Ailiang Miao
Chuanyong Yu1,2
Xiaoshan Wang- 1Department of Neurology, Affiliated Brain Hospital of Nanjing Medical University, Nanjing Medical University, Nanjing, China
- 2Department of Video-Electroencephalpgram, Affiliated Brain Hospital of Nanjing Medical University, Nanjing Medical University, Nanjing, China
- 3Department of Neurology, Affiliated Mingji Hospital of Nanjing Medical University, Nanjing Medical University, Nanjing, China
Acute cerebellitis associated with Homer-3 antibodies is very rare. Here we present a 20-year-old woman who suffered from uncontrollable head shaking quickly from side to side and an unsteady gait for 2 days after the cold. Antibodies were screened by cell-based assays. The indirect immunofluorescence technique results revealed anti-Homer-3 antibody titers of 1:3.2 in the CSF and 1:100 in the serum. The woman was obviously improved after antiviral and immunosuppression (immunoglobin, methylprednisolone and mycophenolate mofetil) treatment. Our report indicated immune-mediated causes should be considered in the acute cerebellitis. Immunotherapy can contribute to the improvement of cerebellar syndrome.
Introduction
In 2013, Hoftberger et al. reported a 38-year-old man with anti-Homer 3 antibodies who presented with symptoms of acute encephalopathy including headache, nausea, vomiting, and confusion, and cerebellar syndrome (1). Furthermore, seven patients with subacute or insidious “idiopathic cerebellar ataxia,” not acute cerebellitis, were reported (2, 3). Acute cerebellitis associated with anti-Homer 3 antibodies is very rare. Here, we report a female with acute cerebellitis associated with anti-Homer 3 antibodies.
Case Report
A 20-year-old woman suffered from uncontrollable head shaking twice quickly from side to side (Supplementary Video 1 and Figure 1A) for 2 days after the cold (Table 1). In other words, the head swayed twice quickly and slightly from side to side. The unsteady gait was also observed (Supplementary Video 2). The patient had a history of allergic rhinitis for 2 years. Neurological examination demonstrated bilateral horizontal nystagmus, moderate limb dysmetria, Romberg sign positivity and gait ataxia. The patient was admitted to Nanjing Brain Hospital. On day 1, brain magnetic resonance imaging (MRI) showed an increased signal in the right cerebellar hemisphere without enhancement (Figures 1B,C). On day 3, lumbar puncture was performed, and a pressure of 180 mmH2O, a WBC count of 139 × 10 6 /L (Figure 2), and a protein level of 1.67 g/L were observed. The oligoclonal band was positive. On day 5, the indirect immunofluorescence technique (IIFT) results revealed anti-Homer-3 antibody titers of 1:3.2 in the CSF and 1:100 in the serum (Figures 1D,E). The gynecological sonography was normal. On day 4, mild diffuse waves were observed on electroencephalography.

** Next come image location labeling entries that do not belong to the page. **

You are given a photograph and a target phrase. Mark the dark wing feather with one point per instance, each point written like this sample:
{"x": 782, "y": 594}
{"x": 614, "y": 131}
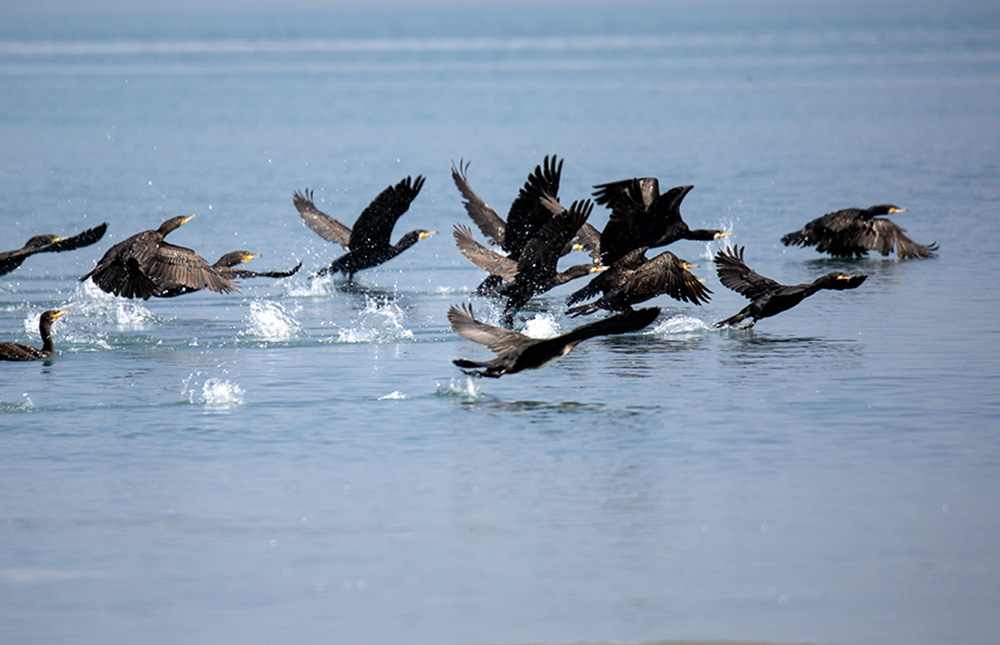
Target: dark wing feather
{"x": 498, "y": 339}
{"x": 618, "y": 324}
{"x": 736, "y": 275}
{"x": 180, "y": 266}
{"x": 491, "y": 224}
{"x": 373, "y": 227}
{"x": 322, "y": 224}
{"x": 484, "y": 258}
{"x": 626, "y": 227}
{"x": 613, "y": 279}
{"x": 665, "y": 273}
{"x": 527, "y": 215}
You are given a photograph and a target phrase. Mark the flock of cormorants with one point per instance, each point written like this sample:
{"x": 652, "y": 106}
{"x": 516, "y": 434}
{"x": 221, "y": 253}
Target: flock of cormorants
{"x": 538, "y": 232}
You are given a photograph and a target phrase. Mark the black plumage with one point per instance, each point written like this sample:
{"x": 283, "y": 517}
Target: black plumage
{"x": 516, "y": 352}
{"x": 19, "y": 352}
{"x": 537, "y": 265}
{"x": 368, "y": 243}
{"x": 526, "y": 215}
{"x": 225, "y": 266}
{"x": 144, "y": 265}
{"x": 853, "y": 232}
{"x": 505, "y": 268}
{"x": 642, "y": 216}
{"x": 633, "y": 279}
{"x": 768, "y": 297}
{"x": 10, "y": 260}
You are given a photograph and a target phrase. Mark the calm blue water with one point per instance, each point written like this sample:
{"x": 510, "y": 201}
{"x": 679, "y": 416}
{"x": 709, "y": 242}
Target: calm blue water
{"x": 301, "y": 462}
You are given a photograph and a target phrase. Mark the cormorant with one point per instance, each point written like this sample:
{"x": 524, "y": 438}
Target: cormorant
{"x": 368, "y": 244}
{"x": 853, "y": 232}
{"x": 145, "y": 265}
{"x": 526, "y": 215}
{"x": 516, "y": 352}
{"x": 634, "y": 279}
{"x": 225, "y": 267}
{"x": 641, "y": 216}
{"x": 536, "y": 267}
{"x": 505, "y": 268}
{"x": 10, "y": 260}
{"x": 767, "y": 297}
{"x": 19, "y": 352}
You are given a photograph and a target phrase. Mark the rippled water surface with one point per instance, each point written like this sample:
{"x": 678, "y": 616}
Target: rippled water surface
{"x": 302, "y": 462}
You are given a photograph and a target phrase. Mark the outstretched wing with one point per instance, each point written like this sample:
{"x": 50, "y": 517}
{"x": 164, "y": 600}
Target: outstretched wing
{"x": 246, "y": 273}
{"x": 622, "y": 323}
{"x": 173, "y": 265}
{"x": 611, "y": 193}
{"x": 500, "y": 340}
{"x": 884, "y": 235}
{"x": 491, "y": 224}
{"x": 322, "y": 224}
{"x": 667, "y": 274}
{"x": 736, "y": 275}
{"x": 485, "y": 258}
{"x": 373, "y": 227}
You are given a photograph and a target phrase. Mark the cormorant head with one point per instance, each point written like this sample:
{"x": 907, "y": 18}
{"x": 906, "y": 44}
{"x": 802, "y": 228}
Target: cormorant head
{"x": 233, "y": 258}
{"x": 884, "y": 209}
{"x": 174, "y": 223}
{"x": 840, "y": 281}
{"x": 41, "y": 240}
{"x": 676, "y": 195}
{"x": 707, "y": 234}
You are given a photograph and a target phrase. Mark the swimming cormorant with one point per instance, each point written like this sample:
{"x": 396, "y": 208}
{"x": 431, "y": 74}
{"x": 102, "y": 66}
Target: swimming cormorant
{"x": 853, "y": 232}
{"x": 225, "y": 266}
{"x": 145, "y": 265}
{"x": 767, "y": 297}
{"x": 526, "y": 215}
{"x": 368, "y": 244}
{"x": 641, "y": 216}
{"x": 10, "y": 260}
{"x": 19, "y": 352}
{"x": 634, "y": 279}
{"x": 516, "y": 352}
{"x": 505, "y": 268}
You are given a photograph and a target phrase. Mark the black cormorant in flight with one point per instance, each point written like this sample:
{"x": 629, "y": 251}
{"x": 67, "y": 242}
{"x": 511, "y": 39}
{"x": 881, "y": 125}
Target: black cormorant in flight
{"x": 19, "y": 352}
{"x": 642, "y": 216}
{"x": 145, "y": 265}
{"x": 226, "y": 267}
{"x": 853, "y": 232}
{"x": 634, "y": 279}
{"x": 367, "y": 244}
{"x": 516, "y": 352}
{"x": 767, "y": 297}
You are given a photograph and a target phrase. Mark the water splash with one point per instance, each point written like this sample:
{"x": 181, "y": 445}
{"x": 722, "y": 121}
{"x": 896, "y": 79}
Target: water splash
{"x": 680, "y": 324}
{"x": 214, "y": 392}
{"x": 541, "y": 326}
{"x": 271, "y": 321}
{"x": 379, "y": 322}
{"x": 461, "y": 388}
{"x": 124, "y": 314}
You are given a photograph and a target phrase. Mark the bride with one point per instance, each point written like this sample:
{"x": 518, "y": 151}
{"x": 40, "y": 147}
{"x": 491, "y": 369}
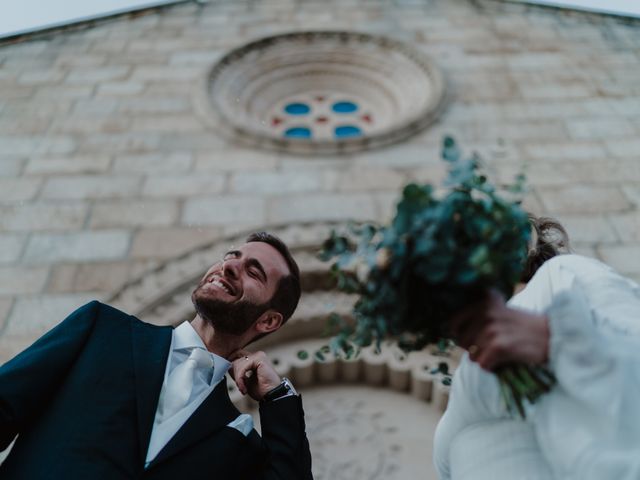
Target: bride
{"x": 583, "y": 320}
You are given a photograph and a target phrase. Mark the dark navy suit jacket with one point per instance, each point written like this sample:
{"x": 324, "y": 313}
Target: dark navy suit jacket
{"x": 82, "y": 400}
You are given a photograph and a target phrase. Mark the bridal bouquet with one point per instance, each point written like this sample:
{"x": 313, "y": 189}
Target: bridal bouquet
{"x": 440, "y": 253}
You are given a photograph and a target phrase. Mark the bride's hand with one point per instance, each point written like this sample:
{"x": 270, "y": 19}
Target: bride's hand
{"x": 495, "y": 334}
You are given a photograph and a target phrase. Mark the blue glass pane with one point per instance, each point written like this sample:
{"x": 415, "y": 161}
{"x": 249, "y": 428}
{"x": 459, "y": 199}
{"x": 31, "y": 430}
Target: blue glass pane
{"x": 297, "y": 109}
{"x": 298, "y": 132}
{"x": 344, "y": 107}
{"x": 348, "y": 131}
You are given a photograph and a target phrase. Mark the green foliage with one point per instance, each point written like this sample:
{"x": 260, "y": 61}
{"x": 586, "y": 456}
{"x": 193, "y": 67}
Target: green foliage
{"x": 439, "y": 254}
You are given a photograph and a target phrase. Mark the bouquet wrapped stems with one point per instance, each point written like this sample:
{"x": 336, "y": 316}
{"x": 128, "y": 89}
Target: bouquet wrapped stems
{"x": 438, "y": 255}
{"x": 523, "y": 382}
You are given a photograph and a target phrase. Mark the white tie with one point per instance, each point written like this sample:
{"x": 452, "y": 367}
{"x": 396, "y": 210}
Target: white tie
{"x": 180, "y": 383}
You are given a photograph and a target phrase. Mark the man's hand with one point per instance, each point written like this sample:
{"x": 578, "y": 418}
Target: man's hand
{"x": 253, "y": 373}
{"x": 495, "y": 334}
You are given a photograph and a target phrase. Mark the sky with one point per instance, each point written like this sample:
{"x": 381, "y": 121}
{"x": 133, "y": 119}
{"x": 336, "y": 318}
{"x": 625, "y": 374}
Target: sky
{"x": 29, "y": 15}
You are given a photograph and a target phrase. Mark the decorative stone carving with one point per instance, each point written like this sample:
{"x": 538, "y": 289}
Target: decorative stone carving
{"x": 323, "y": 92}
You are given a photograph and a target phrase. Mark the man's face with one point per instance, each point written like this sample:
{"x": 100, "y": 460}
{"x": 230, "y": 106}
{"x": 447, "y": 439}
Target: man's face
{"x": 235, "y": 292}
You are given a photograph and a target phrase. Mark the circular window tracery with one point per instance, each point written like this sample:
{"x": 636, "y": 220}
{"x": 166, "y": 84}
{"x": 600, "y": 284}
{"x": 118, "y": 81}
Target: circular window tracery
{"x": 323, "y": 92}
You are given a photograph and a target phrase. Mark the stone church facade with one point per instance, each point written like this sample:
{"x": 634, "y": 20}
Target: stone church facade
{"x": 120, "y": 181}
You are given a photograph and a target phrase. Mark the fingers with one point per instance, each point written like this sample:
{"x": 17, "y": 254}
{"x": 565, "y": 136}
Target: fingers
{"x": 244, "y": 368}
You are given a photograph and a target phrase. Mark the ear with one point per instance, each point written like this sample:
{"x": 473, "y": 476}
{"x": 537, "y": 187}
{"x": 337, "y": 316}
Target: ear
{"x": 268, "y": 322}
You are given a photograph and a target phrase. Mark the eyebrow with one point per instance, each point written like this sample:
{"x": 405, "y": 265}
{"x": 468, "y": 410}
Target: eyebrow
{"x": 251, "y": 262}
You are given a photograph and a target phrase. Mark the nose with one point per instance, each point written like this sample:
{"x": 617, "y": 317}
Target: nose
{"x": 231, "y": 268}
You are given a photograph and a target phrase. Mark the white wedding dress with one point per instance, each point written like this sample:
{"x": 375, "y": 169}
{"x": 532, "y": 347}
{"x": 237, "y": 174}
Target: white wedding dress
{"x": 588, "y": 426}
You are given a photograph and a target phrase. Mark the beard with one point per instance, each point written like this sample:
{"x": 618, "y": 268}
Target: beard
{"x": 230, "y": 318}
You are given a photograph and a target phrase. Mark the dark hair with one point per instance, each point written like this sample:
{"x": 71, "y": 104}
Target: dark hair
{"x": 548, "y": 239}
{"x": 285, "y": 299}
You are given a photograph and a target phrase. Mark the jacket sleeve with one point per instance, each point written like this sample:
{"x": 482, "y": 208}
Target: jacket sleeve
{"x": 283, "y": 433}
{"x": 28, "y": 381}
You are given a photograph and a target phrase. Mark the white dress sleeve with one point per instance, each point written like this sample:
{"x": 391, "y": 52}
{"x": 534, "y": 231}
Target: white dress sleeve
{"x": 588, "y": 426}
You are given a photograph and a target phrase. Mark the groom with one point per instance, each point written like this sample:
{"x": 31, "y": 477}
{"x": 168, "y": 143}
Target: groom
{"x": 106, "y": 396}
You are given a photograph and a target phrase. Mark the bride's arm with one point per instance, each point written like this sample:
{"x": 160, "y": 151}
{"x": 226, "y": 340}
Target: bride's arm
{"x": 588, "y": 427}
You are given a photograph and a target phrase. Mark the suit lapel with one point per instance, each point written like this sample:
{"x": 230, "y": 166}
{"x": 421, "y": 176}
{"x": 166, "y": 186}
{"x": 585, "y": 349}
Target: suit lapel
{"x": 151, "y": 346}
{"x": 215, "y": 412}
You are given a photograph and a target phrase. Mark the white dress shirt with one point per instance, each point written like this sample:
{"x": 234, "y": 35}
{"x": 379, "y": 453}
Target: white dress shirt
{"x": 587, "y": 427}
{"x": 183, "y": 340}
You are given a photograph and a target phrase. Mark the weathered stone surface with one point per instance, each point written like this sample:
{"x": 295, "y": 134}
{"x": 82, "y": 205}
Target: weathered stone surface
{"x": 153, "y": 164}
{"x": 170, "y": 242}
{"x": 35, "y": 314}
{"x": 79, "y": 246}
{"x": 205, "y": 183}
{"x": 223, "y": 210}
{"x": 90, "y": 187}
{"x": 625, "y": 258}
{"x": 301, "y": 208}
{"x": 275, "y": 182}
{"x": 43, "y": 216}
{"x": 229, "y": 160}
{"x": 11, "y": 246}
{"x": 16, "y": 280}
{"x": 65, "y": 165}
{"x": 134, "y": 213}
{"x": 584, "y": 199}
{"x": 14, "y": 190}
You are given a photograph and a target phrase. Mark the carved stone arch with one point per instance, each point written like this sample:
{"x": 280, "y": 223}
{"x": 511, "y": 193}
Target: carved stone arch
{"x": 364, "y": 416}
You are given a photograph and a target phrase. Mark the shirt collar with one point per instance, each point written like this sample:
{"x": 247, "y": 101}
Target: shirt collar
{"x": 185, "y": 336}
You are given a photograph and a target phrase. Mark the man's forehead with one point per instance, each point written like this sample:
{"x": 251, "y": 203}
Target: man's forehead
{"x": 266, "y": 254}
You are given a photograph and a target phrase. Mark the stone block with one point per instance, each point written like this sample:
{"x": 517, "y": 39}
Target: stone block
{"x": 41, "y": 76}
{"x": 204, "y": 183}
{"x": 11, "y": 246}
{"x": 43, "y": 217}
{"x": 123, "y": 143}
{"x": 34, "y": 315}
{"x": 165, "y": 73}
{"x": 24, "y": 145}
{"x": 554, "y": 152}
{"x": 585, "y": 199}
{"x": 5, "y": 307}
{"x": 632, "y": 192}
{"x": 22, "y": 280}
{"x": 82, "y": 187}
{"x": 11, "y": 166}
{"x": 235, "y": 160}
{"x": 167, "y": 123}
{"x": 372, "y": 179}
{"x": 153, "y": 163}
{"x": 600, "y": 128}
{"x": 322, "y": 207}
{"x": 79, "y": 246}
{"x": 62, "y": 278}
{"x": 624, "y": 258}
{"x": 555, "y": 91}
{"x": 589, "y": 229}
{"x": 627, "y": 225}
{"x": 116, "y": 89}
{"x": 133, "y": 213}
{"x": 68, "y": 164}
{"x": 18, "y": 189}
{"x": 275, "y": 182}
{"x": 96, "y": 74}
{"x": 223, "y": 210}
{"x": 626, "y": 148}
{"x": 155, "y": 104}
{"x": 101, "y": 277}
{"x": 161, "y": 243}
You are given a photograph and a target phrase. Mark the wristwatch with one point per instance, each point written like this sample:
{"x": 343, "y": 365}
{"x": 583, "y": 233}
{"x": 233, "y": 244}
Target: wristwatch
{"x": 285, "y": 389}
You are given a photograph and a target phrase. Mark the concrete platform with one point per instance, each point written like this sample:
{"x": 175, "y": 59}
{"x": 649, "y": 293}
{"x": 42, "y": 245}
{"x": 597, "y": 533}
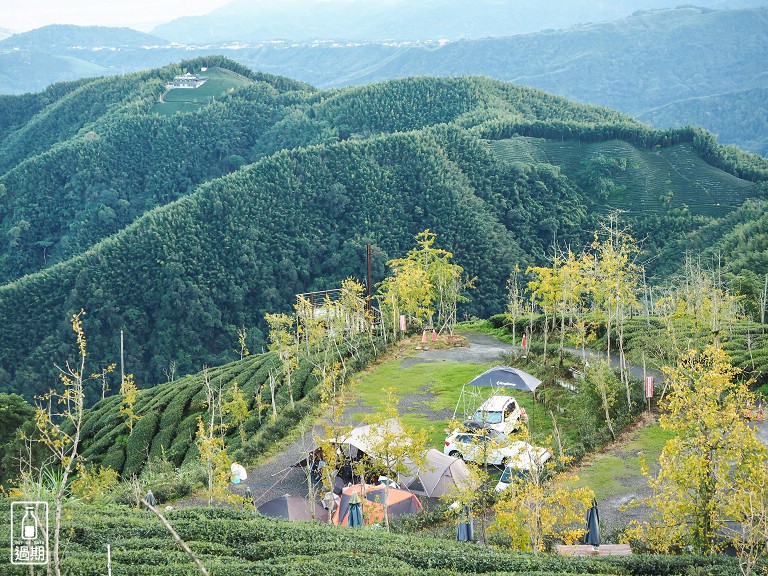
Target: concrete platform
{"x": 587, "y": 550}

After 66 days of antiviral and immunosuppression (immunoglobin, methylprednisolone and mycophenolate mofetil) treatment, the woman was obviously improved (Supplementary Video 2, Table 1).
Figure 1. (A) 2D picture associated with Supplementary Video 1 showing uncontrollable and quick head shaking. (B,C) Increased signal in the right cerebellar hemisphere without enhancement. (D) Antibody in cerebrospinal fluid (CSF) recognizes Homer-3 antigens in fifixed HEK293 cells. Anti-Homer-3 antibody titers in CSF: 1:3.2. (E) Antibody in serum recognizes Homer-3 antigens in fifixed HEK293 cells. Anti-Homer-3 antibody titers in serum: 1:100.
Table 1. The symptoms and treatment in the patient according to timeline.
Figure 2. The first cerebrospinal fluid cytology from the patient showed that most of inflammatory cells were lymphocyte.
Discussion
We described a rare case of cerebellitis associated with Homer-3 antibodies. This patient was positive for the anti-Homer 3 antibody in the CSF and serum, but negative for anti-ATP1A3, ARHGAP26, ITPR1, Hu, Yo, Ri, CV2, Ma2, amphiphysin, Tr(DNER), Zic4, Ma1, GAD65, PKCγ, SOX1, NMDAR, AMPA1, AMPA2, GABAB, LG1, CASPR2, DPPX, lolON5, mGluR5, GlyRα1, GABAARα1, and GABAARβ3.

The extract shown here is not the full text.